Resistive losses (wire losses) are I squared R.  So 3 times the current
gives 9 times the losses but for something like 1/4 to 1/2 the time.
So perhaps (very much "perhaps" and arm waving) 2 to 4.5 times the losses.

> > > In practice, our racks were popping breakers before they reached 75%
> > > of nominal load, making me wonder if they actually had three DIFFERENT
> > > phases sharing a ground...
> > 
> > Breakers should only be in the "hot" lines not in the neutral.  So this
> > overload of the neutral shouldn't pop the breaker.  Rather the neutral
> > should melt and start a fire...
> > 
> > I'd worry why you are popping breakers and keep looking for some other
> > problem...  And worry about the neutral too.
> I'm doing exactly those two things.  They have four circuits per power
> pole, for example, not three, but only three phases.  I'm very curious
> as to how they are sharing the neutral, as just a silly little mistake
> would have two circuits with the same phase sharing the neutral.  Code
> is conservative enough, and the run short enough, and the room cold
> enough, that this might not start a fire, but we'll all feel better when
> they rewire it with a neutral per circuit.

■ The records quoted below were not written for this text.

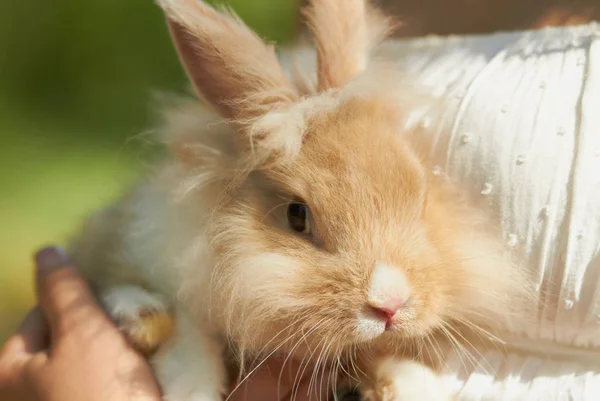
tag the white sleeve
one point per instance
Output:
(522, 128)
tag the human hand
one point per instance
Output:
(68, 349)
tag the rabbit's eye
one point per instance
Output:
(348, 394)
(299, 217)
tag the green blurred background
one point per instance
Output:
(76, 86)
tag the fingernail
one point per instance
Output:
(50, 258)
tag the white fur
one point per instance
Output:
(189, 367)
(125, 302)
(412, 381)
(369, 326)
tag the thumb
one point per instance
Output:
(64, 296)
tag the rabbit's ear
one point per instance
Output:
(345, 32)
(230, 67)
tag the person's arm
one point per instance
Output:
(460, 17)
(68, 349)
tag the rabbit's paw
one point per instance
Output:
(143, 317)
(405, 380)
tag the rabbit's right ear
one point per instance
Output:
(345, 31)
(230, 67)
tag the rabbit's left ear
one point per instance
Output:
(230, 67)
(345, 32)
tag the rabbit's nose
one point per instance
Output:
(388, 291)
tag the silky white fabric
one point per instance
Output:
(522, 126)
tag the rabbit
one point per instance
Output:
(292, 220)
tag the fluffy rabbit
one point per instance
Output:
(293, 222)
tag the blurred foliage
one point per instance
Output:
(76, 84)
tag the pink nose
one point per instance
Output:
(386, 310)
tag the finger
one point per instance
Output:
(20, 347)
(64, 296)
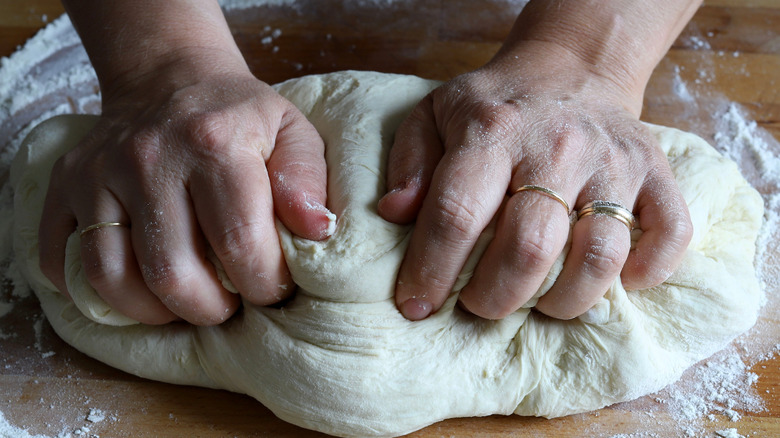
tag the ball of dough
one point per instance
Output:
(339, 358)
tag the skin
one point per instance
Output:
(192, 151)
(558, 106)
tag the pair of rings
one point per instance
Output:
(611, 209)
(606, 208)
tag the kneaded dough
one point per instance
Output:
(339, 358)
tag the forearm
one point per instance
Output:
(128, 40)
(621, 40)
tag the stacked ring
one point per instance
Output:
(545, 191)
(610, 209)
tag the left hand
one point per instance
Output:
(546, 121)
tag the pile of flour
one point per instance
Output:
(34, 84)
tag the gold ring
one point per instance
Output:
(545, 191)
(100, 225)
(610, 209)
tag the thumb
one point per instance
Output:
(299, 178)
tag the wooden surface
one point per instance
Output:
(730, 52)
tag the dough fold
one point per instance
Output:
(340, 359)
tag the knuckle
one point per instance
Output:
(103, 272)
(238, 242)
(601, 258)
(210, 132)
(456, 218)
(166, 278)
(534, 250)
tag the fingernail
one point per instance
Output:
(415, 310)
(330, 228)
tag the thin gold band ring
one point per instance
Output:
(100, 225)
(610, 209)
(545, 191)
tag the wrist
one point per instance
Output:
(611, 43)
(172, 71)
(545, 68)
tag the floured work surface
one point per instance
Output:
(339, 358)
(63, 387)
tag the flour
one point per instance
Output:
(721, 387)
(727, 385)
(7, 430)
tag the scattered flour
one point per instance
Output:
(729, 433)
(8, 430)
(53, 63)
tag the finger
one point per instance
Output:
(172, 256)
(531, 233)
(461, 202)
(410, 165)
(599, 248)
(111, 268)
(57, 223)
(666, 232)
(236, 212)
(299, 179)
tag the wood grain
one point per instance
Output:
(729, 53)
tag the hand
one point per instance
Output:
(187, 162)
(530, 119)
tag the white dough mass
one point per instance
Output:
(339, 358)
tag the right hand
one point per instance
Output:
(187, 160)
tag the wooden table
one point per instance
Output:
(730, 52)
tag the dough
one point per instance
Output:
(340, 359)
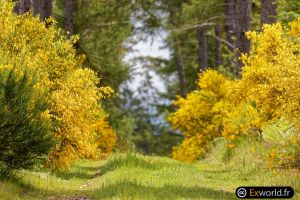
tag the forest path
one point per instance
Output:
(134, 176)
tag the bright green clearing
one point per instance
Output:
(134, 176)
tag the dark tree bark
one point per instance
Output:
(43, 8)
(268, 11)
(23, 6)
(202, 51)
(243, 9)
(218, 51)
(68, 17)
(230, 23)
(180, 71)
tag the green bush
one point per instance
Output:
(25, 129)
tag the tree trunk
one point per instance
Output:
(202, 50)
(22, 6)
(180, 70)
(43, 8)
(243, 11)
(268, 11)
(230, 30)
(68, 17)
(230, 23)
(218, 51)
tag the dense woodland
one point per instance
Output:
(233, 74)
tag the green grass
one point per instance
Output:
(133, 176)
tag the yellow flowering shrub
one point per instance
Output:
(73, 92)
(199, 116)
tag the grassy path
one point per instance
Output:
(139, 177)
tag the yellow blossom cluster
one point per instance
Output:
(268, 90)
(28, 44)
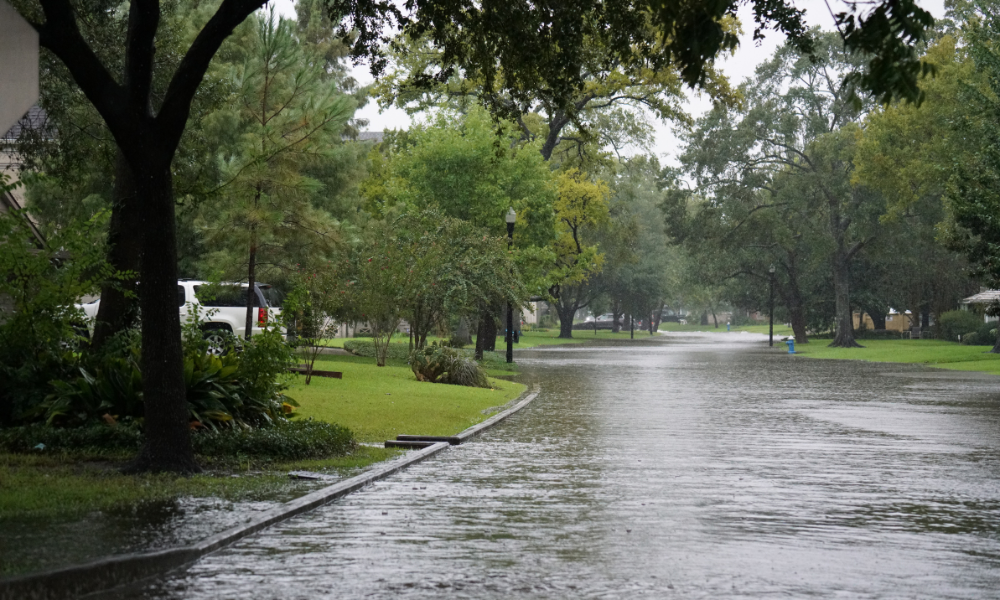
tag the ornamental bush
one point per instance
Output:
(367, 348)
(440, 364)
(285, 441)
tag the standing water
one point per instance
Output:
(687, 467)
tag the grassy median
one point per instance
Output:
(933, 353)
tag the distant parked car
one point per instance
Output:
(222, 307)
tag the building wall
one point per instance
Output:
(896, 322)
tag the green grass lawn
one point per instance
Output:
(65, 486)
(375, 403)
(934, 353)
(529, 339)
(379, 403)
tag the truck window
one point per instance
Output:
(219, 296)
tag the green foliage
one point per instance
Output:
(124, 438)
(285, 441)
(242, 388)
(367, 349)
(441, 364)
(284, 117)
(39, 325)
(454, 269)
(313, 310)
(536, 50)
(458, 165)
(956, 323)
(263, 377)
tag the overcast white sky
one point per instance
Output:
(737, 67)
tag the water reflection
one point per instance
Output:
(690, 467)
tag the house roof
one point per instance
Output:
(9, 203)
(35, 118)
(984, 297)
(371, 136)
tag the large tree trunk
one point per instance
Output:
(251, 281)
(798, 318)
(844, 337)
(489, 327)
(616, 313)
(462, 333)
(117, 311)
(167, 445)
(566, 313)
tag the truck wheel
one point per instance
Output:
(220, 338)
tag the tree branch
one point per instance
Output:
(61, 35)
(177, 101)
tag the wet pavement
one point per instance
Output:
(689, 467)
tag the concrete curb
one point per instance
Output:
(107, 573)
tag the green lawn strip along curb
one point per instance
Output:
(379, 403)
(102, 575)
(129, 568)
(939, 354)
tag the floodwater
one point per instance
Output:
(687, 467)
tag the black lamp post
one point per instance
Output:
(510, 218)
(770, 279)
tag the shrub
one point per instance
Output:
(987, 333)
(455, 342)
(124, 437)
(958, 322)
(367, 349)
(285, 441)
(440, 364)
(39, 325)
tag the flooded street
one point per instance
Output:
(686, 467)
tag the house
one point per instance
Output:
(981, 301)
(10, 166)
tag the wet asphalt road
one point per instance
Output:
(688, 467)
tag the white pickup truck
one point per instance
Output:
(223, 307)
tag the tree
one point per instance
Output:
(971, 191)
(780, 176)
(470, 172)
(314, 309)
(581, 207)
(518, 48)
(147, 129)
(907, 154)
(288, 116)
(455, 268)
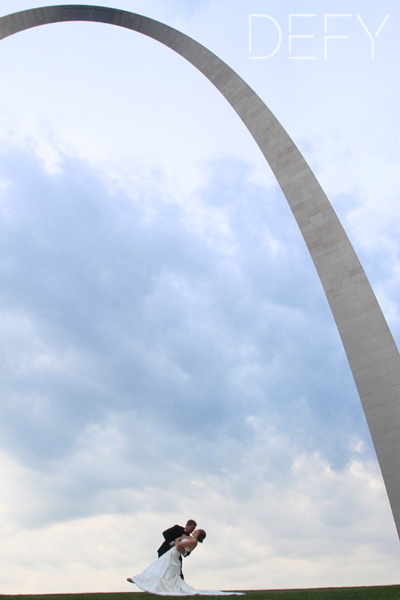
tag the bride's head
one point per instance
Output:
(199, 535)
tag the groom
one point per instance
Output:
(171, 534)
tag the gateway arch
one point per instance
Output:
(371, 351)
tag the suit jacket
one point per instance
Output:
(170, 535)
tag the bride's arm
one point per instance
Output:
(188, 542)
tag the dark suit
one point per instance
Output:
(170, 535)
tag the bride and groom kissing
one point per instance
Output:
(164, 577)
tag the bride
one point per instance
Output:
(163, 577)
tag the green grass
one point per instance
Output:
(383, 592)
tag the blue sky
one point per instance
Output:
(167, 350)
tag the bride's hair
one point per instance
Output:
(202, 535)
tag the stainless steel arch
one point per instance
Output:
(369, 345)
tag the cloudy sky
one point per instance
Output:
(167, 349)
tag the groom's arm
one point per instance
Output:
(172, 533)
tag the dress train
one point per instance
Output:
(163, 578)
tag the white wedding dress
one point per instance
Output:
(163, 577)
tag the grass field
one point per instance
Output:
(385, 592)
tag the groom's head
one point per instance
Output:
(190, 526)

Watch out.  The stories I once heard (didn't happen here) was that you
really need a fatter neutral all the way back to the transformer which
supplies you power.  Or else you will just overheat some larger neutral
which feeds your local power panel.
> but first I'm just going to give in and a) put an oscilloscope on the
> lines; b) put a poor man's GFCI (one I wire out of parts downstairs:-)
> inline with a strip and plug in a segment of the cluster to test for
> current imbalance.  If the supplies are all drawing a really big pulse
> of current in phase and dumping it on neutral in phase, it could be (as
> Don suggested offline) deforming the waveforms and dropping the de facto
> line voltages at peak to where the push the supplies out of spec.

A very good idea.

I'd suggest a current transformer and scope the current too.  The one
I used I pulled out of an old GFCI.  Easy enough to calibrate with
a 100 W light bulb.

Or perhaps a clamp on meter attachment (only use a scope).  Then you
could scope each hot and the neutral (and ground too while your at it).